Step 2. Install the following version of TensorFlow:
gcloud compute tpus tpu-vm ssh ${TPU_NAME} --worker=all --zone=${ZONE} --command="gsutil cp gs://cloud-tpu-tpuvm-artifacts/tensorflow/20230214/tf_nightly-2.13.0-cp38-cp38-linux_x86_64.whl .
pip install tf_nightly-2.13.0-cp38-cp38-linux_x86_64.whl"
Step 3. Clone this repository to all workers.
gcloud compute tpus tpu-vm ssh ${TPU_NAME} --worker=all --zone ${ZONE} --command="git clone https://github.com/jax-ml/jax-tpu-embedding.git"

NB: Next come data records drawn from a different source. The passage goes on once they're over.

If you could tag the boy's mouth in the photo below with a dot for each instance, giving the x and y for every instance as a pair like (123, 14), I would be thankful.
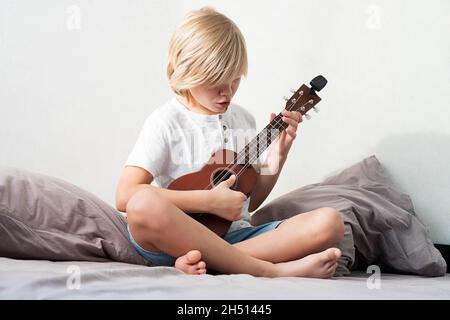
(223, 105)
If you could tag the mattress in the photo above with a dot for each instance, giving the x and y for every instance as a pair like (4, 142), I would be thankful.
(38, 279)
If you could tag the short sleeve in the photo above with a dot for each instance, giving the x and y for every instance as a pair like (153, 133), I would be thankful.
(150, 151)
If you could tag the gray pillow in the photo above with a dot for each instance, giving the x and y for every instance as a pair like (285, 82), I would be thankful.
(380, 224)
(42, 217)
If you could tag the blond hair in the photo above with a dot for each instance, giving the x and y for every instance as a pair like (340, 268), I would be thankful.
(206, 49)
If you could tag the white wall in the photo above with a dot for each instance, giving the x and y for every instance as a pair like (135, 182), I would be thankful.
(74, 92)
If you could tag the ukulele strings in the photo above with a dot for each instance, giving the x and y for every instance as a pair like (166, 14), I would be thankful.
(250, 146)
(254, 142)
(278, 133)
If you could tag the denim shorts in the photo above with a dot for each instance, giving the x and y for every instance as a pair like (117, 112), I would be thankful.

Run a script that works both on multihost and single host settings. The example uses pmap.
gcloud compute tpus tpu-vm ssh ${TPU_NAME} --zone=${ZONE} --worker=all --command="source ~/jax-tpu-embedding/jax_tpu_embedding/scripts/export_tpu_pod_env.sh && PYTHONPATH=$PYTHONPATH:~/jax-tpu-embedding python3 ~/jax-tpu-embedding/jax_tpu_embedding/examples/pmap_example.py"
Examples with pjit that only run on a single host (e.g. v4-8) are shown below. In future, we will provide examples with pjit that run on multihost as well. This example can be run as distributed training by either replicating the model's dense layers, or by sharding them. To test the first case, simply run:
gcloud compute tpus tpu-vm ssh ${TPU_NAME} --zone=${ZONE} --worker=all --command="source ~/jax-tpu-embedding/jax_tpu_embedding/scripts/export_tpu_pod_env.sh && PYTHONPATH=$PYTHONPATH:~/jax-tpu-embedding python3 ~/jax-tpu-embedding/jax_tpu_embedding/examples/singlehost_pjit_example.py"
To shard your model across devices, you can pass the --is-replicated=false
flag to the command as follows:
gcloud compute tpus tpu-vm ssh ${TPU_NAME} --zone=${ZONE} --worker=all --command="source ~/jax-tpu-embedding/jax_tpu_embedding/scripts/export_tpu_pod_env.sh && PYTHONPATH=$PYTHONPATH:~/jax-tpu-embedding python3 ~/jax-tpu-embedding/jax_tpu_embedding/examples/singlehost_pjit_example.py --is-replicated=false"
Note: The previous examples for a single host can also be run by sshing to the worker (i.e., the TPU VM) and running the script directly from the VM.
gcloud compute tpus tpu-vm ssh ${TPU_NAME} --zone=${ZONE}
(vm) source ~/jax-tpu-embedding/jax_tpu_embedding/scripts/export_tpu_pod_env.sh && PYTHONPATH=$PYTHONPATH:~/jax-tpu-embedding python3 ~/jax-tpu-embedding/jax_tpu_embedding/examples/singlehost_pjit_model_parallel.py
For your convenience two notebook examples are provided that run on single host (e.g v4-8). To test them, first SSH to the TPU VM by port-forwarding. n this example, that is port 8080.
gcloud alpha compute tpus tpu-vm ssh $TPU_NAME --zone=us-central2-b --ssh-flag="-4 -L 8080:localhost:8080"
Run the following installations on the VM. Export the necessary environment variables and launch your notebook:
pip install jupyterlab
pip install markupsafe==2.0.1
export PYTHONPATH=$PYTHONPATH:~/jax-tpu-embedding
export TPU_NAME=local
jupyter notebook --no-browser --port=8080
Open http://localhost:8080
on your local machine to see the repo and the examples.